Is impatience the real enemy of reaching your goals?

If you are like most writers, the excitement of writing a book can very nearly be everything you need to finish and publish, to reach your goal. In many ways, this is true of all goal-setting behavior. I was lamenting the other day that I really wanted to be done with Sixth Prime (seriously, click and give it a read) because I think it will resonate with readers. Even though there is still another draft to go before several rounds of edits, and then design, I wanted it now.

Why is that I wonder?

The impatience paradox. I talk a lot about starting goals and setting goals, but very little about completing a goal when you have stalled in the middle. I like to call this the impatience paradox. This is the overwhelming feeling that creeps in mid-goal, which is usually accompanied by fatigue with the process and a burning, irrational desire that people should already be supportive of the finished product (or goal). For writers, this is often the moment when you think this book could be “the one,” and you really just want everyone to be sharing and reading and writing and freaking out over it. As normal as that sounds (impatience happens to everyone in pursuit of a goal, especially if that goal is within reach), it can be a productivity and discipline killer. It can make you switch your focus or collapse beneath the weight of wanting it to be done. So what can you do?

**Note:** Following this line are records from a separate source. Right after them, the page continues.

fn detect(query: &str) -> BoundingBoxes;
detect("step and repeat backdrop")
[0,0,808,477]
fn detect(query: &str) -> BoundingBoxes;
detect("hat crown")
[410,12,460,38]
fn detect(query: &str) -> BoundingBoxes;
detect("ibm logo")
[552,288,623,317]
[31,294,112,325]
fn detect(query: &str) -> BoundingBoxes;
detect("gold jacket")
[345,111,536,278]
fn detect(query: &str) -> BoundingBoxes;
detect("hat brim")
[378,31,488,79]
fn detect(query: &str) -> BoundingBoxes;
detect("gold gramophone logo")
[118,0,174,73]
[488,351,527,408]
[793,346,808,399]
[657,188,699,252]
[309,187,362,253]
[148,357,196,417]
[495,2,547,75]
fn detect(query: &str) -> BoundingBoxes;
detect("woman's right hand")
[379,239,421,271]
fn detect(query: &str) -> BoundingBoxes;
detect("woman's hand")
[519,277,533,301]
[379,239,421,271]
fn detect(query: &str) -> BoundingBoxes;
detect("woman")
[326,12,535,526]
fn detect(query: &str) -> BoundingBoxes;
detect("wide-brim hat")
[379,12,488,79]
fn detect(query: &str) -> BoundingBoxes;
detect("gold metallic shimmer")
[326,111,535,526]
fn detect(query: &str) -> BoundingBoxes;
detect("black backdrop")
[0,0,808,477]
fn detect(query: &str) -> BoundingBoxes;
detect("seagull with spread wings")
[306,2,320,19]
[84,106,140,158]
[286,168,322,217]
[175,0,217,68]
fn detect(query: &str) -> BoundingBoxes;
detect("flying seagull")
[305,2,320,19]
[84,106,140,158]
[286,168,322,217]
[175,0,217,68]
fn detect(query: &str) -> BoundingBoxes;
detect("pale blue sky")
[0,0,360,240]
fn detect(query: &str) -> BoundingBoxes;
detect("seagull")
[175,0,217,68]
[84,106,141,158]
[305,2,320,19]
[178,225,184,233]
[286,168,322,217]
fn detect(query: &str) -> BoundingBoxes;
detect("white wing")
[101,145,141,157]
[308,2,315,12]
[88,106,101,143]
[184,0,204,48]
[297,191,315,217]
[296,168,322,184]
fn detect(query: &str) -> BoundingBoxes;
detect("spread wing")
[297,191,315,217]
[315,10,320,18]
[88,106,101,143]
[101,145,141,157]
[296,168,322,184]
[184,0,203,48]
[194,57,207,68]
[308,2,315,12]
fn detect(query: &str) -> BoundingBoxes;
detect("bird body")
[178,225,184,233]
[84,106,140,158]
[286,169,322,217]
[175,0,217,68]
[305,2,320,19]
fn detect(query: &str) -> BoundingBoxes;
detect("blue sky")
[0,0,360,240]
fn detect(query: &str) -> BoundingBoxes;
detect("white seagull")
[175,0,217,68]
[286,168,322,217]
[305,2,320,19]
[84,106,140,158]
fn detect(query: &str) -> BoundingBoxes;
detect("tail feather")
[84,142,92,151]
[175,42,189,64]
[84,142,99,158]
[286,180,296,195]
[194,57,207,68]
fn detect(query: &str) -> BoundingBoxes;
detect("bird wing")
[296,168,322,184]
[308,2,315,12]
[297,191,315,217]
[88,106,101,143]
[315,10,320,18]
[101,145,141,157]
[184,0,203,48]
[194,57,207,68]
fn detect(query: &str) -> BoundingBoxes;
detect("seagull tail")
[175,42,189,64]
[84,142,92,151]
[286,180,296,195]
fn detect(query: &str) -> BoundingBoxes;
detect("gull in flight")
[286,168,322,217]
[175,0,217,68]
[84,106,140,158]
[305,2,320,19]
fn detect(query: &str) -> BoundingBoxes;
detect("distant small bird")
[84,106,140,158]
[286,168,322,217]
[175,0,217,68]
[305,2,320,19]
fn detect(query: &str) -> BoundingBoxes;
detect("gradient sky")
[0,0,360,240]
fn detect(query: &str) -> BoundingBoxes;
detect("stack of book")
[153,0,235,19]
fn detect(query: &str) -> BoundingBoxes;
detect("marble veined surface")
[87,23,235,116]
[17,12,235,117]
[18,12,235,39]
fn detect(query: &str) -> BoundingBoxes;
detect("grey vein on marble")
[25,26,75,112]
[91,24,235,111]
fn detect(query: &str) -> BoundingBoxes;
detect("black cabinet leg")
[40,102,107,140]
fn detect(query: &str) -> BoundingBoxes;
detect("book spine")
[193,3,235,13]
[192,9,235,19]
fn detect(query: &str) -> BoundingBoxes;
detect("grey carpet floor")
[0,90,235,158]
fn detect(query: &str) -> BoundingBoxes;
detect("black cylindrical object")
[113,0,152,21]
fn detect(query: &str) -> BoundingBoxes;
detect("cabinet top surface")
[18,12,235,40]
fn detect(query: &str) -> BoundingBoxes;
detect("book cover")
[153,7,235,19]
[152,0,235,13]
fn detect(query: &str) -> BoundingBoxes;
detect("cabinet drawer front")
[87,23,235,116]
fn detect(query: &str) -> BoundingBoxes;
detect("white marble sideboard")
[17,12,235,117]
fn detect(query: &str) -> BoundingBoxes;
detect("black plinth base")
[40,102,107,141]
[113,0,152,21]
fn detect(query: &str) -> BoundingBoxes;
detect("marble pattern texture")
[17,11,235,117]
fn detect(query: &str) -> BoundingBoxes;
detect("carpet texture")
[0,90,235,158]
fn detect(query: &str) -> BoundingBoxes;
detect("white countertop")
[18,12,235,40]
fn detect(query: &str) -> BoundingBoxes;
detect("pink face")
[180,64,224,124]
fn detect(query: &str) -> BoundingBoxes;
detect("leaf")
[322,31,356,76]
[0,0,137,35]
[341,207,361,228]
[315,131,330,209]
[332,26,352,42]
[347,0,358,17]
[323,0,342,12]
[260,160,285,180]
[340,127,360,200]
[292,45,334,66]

Overcoming impatience. Don’t let impatience keep you from reaching your goals. In order to get past impatience, you need to recognize it for what it is: fear. More than likely, you are having anxiety about the outcome of your goal, or how achieving your goal will affect you. Once you publish that book, people will react to it. What if they hate it? What if they love it? What if it doesn’t sell? What if people want more? Regardless of how it makes you feel, you need to remember that you started down this path for a very good reason. You had a goal; don’t give up now.

Reaching your goals. So, how do you get back on track? Simple: remember why you started down this path in the first place. Return to both the long-term goal you set in the beginning and the smaller goals in support of it. Rebuild those behavior-reward dyads once more and trend toward discipline; make the goal more important than the smaller roadblocks you put in your way. Use the simple formula of pairing the behavior that needs to be completed (writing every day) in order to reach your goal (finishing your novel) with a reward you only get when you perform that behavior (writing every day, just in case you forgot).

Being able to embrace that you are impatient, and can still reach your goals, sets you up for success in the future. The real enemy is giving up.